Iraq, Rapporto Chilcot inchioda Tony Blair: la guerra fu un errore

A 13 anni dall'intervento britannico dell'Iraq, esce l'atteso rapporto della commissione d'inchiesta presieduta da John Chilicot. Che inchioda letteralmente l'allora primo ministro Tony Blair

LONDRA - Il Regno Unito invase in maniera precipitosa l'Iraq nel 2003 senza aver vagliato attentamente «tutte le alternative pacifiche», sulla base di informazioni di intelligence «scorrette» che non furono verificate e senza una preparazione adeguata in vista del dopo-guerra: è quanto ha dichiarato John Chilcot, presidente della commissione d'inchiesta britannico sul conflitto iracheno, presentando un rapporto frutto di un lavoro durato sette anni.

Bilancio severo
Il rapporto traccia un severo bilancio dell'azione del Primo ministro Tony Blair: secondo il rapporto Chilcot, l'ex capo del governo britannico si impegnò ad affiancare militarmente il presidente americano George Bush «ad ogni costo» senza soppesarne la politica.

C'erano alternative
«Abbiamo concluso che il Regno Unito decise di partecipare all'invasione dell'Iraq prima di vagliare tutte le alternative pacifiche per ottenere il disarmo del Paese», ha detto Chilcot, sostenendo che «l'azione militare all'epoca non era inevitabile».

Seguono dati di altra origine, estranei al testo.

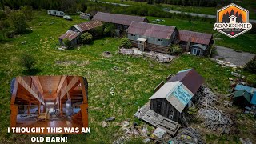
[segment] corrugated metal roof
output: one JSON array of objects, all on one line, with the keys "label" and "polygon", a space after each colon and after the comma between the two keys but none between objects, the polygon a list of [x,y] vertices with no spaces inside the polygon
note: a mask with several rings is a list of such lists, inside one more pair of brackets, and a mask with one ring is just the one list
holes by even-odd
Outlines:
[{"label": "corrugated metal roof", "polygon": [[70,41],[72,41],[74,38],[77,38],[78,35],[79,35],[79,33],[69,30],[64,34],[58,37],[58,38],[59,39],[67,38]]},{"label": "corrugated metal roof", "polygon": [[150,99],[166,98],[181,113],[193,96],[194,94],[178,81],[164,84]]},{"label": "corrugated metal roof", "polygon": [[238,98],[238,97],[244,97],[249,102],[250,102],[250,94],[245,90],[237,90],[234,93],[234,98]]},{"label": "corrugated metal roof", "polygon": [[250,86],[246,86],[240,84],[237,84],[234,90],[245,90],[250,94],[254,94],[254,92],[256,92],[256,88],[250,87]]},{"label": "corrugated metal roof", "polygon": [[110,13],[98,12],[93,18],[93,20],[99,20],[102,22],[122,24],[130,26],[130,23],[134,22],[148,22],[146,18],[125,14],[117,14]]},{"label": "corrugated metal roof", "polygon": [[177,73],[167,82],[175,81],[182,82],[186,87],[194,94],[205,80],[194,69],[188,69]]},{"label": "corrugated metal roof", "polygon": [[129,34],[170,39],[175,27],[170,26],[133,22],[128,28]]},{"label": "corrugated metal roof", "polygon": [[199,33],[188,30],[178,30],[181,41],[192,42],[194,43],[200,43],[209,45],[212,38],[212,34]]},{"label": "corrugated metal roof", "polygon": [[206,50],[206,47],[201,44],[195,44],[195,45],[190,46],[190,47],[197,47],[197,46],[201,48],[202,50]]},{"label": "corrugated metal roof", "polygon": [[94,20],[94,21],[89,21],[83,23],[79,23],[78,25],[74,25],[74,26],[77,28],[80,32],[84,32],[102,25],[103,23],[101,21]]},{"label": "corrugated metal roof", "polygon": [[256,92],[254,92],[253,98],[251,98],[250,103],[253,105],[256,105]]}]

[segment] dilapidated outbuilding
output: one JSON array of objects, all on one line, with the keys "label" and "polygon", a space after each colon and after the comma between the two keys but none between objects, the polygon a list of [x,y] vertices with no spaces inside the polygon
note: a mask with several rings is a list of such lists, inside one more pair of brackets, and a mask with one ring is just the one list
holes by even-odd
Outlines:
[{"label": "dilapidated outbuilding", "polygon": [[180,46],[193,55],[207,55],[214,43],[213,34],[189,30],[179,31]]},{"label": "dilapidated outbuilding", "polygon": [[64,34],[58,38],[59,42],[64,46],[63,40],[67,38],[71,42],[71,46],[74,46],[79,43],[81,34],[102,25],[103,23],[98,20],[74,25]]},{"label": "dilapidated outbuilding", "polygon": [[132,22],[127,37],[133,46],[141,51],[147,50],[168,54],[170,46],[178,42],[176,27],[140,22]]},{"label": "dilapidated outbuilding", "polygon": [[112,23],[118,30],[126,30],[132,22],[149,22],[146,17],[98,12],[92,20]]},{"label": "dilapidated outbuilding", "polygon": [[204,78],[194,69],[179,71],[150,98],[150,110],[175,122],[184,119]]},{"label": "dilapidated outbuilding", "polygon": [[53,10],[47,10],[47,14],[49,15],[54,15],[58,17],[63,17],[65,15],[65,13],[63,11]]}]

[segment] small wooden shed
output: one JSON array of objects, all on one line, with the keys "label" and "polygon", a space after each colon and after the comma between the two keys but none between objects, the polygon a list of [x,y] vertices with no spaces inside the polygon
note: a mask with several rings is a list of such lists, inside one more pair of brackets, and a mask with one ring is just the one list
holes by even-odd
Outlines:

Nessuna minaccia imminente
Chilcot ha criticato il fatto che Londra si sia basata su delle informazioni di intelligence «scorrette» che non furono verificate adeguatamente. «Nel marzo 2003 Saddam Hussein non costituiva una minaccia imminente. La strategia del contenimento poteva continuare per un certo periodo» ha detto, sottolineando che il Consiglio di sicurezza dell'Onu sostenne di proseguire le ispezioni e la sorveglianza.

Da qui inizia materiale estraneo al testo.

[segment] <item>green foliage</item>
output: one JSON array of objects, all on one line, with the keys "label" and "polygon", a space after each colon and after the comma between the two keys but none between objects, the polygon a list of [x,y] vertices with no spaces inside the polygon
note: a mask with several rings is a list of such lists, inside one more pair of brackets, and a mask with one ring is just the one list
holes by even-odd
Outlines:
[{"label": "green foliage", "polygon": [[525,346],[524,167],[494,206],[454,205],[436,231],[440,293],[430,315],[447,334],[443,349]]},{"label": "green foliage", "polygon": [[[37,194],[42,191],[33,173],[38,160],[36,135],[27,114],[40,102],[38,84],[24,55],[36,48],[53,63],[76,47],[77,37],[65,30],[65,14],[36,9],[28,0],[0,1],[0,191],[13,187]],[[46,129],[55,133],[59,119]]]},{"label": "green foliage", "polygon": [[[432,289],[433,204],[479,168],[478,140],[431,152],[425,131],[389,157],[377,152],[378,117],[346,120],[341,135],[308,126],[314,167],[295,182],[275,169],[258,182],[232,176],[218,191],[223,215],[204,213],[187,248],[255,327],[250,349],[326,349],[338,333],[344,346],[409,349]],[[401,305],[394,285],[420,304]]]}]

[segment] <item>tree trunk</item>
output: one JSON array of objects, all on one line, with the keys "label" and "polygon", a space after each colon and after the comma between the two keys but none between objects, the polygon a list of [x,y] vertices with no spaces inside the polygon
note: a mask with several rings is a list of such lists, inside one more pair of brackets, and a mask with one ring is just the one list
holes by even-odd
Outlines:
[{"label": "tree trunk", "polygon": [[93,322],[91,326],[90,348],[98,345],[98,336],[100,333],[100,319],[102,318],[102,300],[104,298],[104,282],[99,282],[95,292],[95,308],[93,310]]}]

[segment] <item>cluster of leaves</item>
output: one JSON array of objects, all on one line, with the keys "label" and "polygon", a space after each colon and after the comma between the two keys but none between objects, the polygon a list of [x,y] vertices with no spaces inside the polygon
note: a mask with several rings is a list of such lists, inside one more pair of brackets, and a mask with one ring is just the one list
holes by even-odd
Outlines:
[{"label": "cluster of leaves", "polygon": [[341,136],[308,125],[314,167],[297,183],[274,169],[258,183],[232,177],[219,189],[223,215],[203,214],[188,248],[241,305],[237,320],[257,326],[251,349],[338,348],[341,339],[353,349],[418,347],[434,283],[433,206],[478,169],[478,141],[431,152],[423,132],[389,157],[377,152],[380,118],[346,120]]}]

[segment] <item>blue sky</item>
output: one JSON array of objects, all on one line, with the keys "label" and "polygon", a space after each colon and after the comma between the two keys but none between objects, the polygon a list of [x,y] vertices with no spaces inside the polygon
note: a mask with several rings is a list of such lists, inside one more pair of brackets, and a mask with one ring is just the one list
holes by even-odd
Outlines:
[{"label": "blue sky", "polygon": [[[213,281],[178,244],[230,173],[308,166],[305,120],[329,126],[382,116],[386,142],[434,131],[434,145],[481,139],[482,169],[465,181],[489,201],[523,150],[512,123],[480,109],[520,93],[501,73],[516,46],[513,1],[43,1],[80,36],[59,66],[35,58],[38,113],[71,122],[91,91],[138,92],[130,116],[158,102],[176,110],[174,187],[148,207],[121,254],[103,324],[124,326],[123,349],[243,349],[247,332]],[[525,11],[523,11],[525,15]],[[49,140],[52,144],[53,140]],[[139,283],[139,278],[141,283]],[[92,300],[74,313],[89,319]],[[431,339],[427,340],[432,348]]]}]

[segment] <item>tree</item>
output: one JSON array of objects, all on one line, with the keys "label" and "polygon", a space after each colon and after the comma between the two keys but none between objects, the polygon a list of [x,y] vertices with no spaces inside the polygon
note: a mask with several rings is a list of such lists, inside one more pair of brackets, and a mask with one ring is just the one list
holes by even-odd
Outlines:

Scuse sì, ma non pentimento
L'ex Primo ministro britannico ha espresso le sue «scuse", il suo «dolore» e il suo «rammarico» dopo la pubblicazione del rapporto. In una conferenza stampa a Londra Blair ha anche ribadito di non aver ingannato il Parlamento e di non essersi pentito di aver rovesciato Saddam Hussein. «E' stata la decisione più difficile che abbia mai preso. Mi scuso ed esprimo più dolore e rammarico di quanto possiate credere», ha detto Blair, con la voce rotta. Comunque, ha aggiunto: «Come ha chiarito il rapporto non ci sono state bugie, Parlamento e governo non sono stati ingannati, non c'è stato un impegno segreto per la guerra».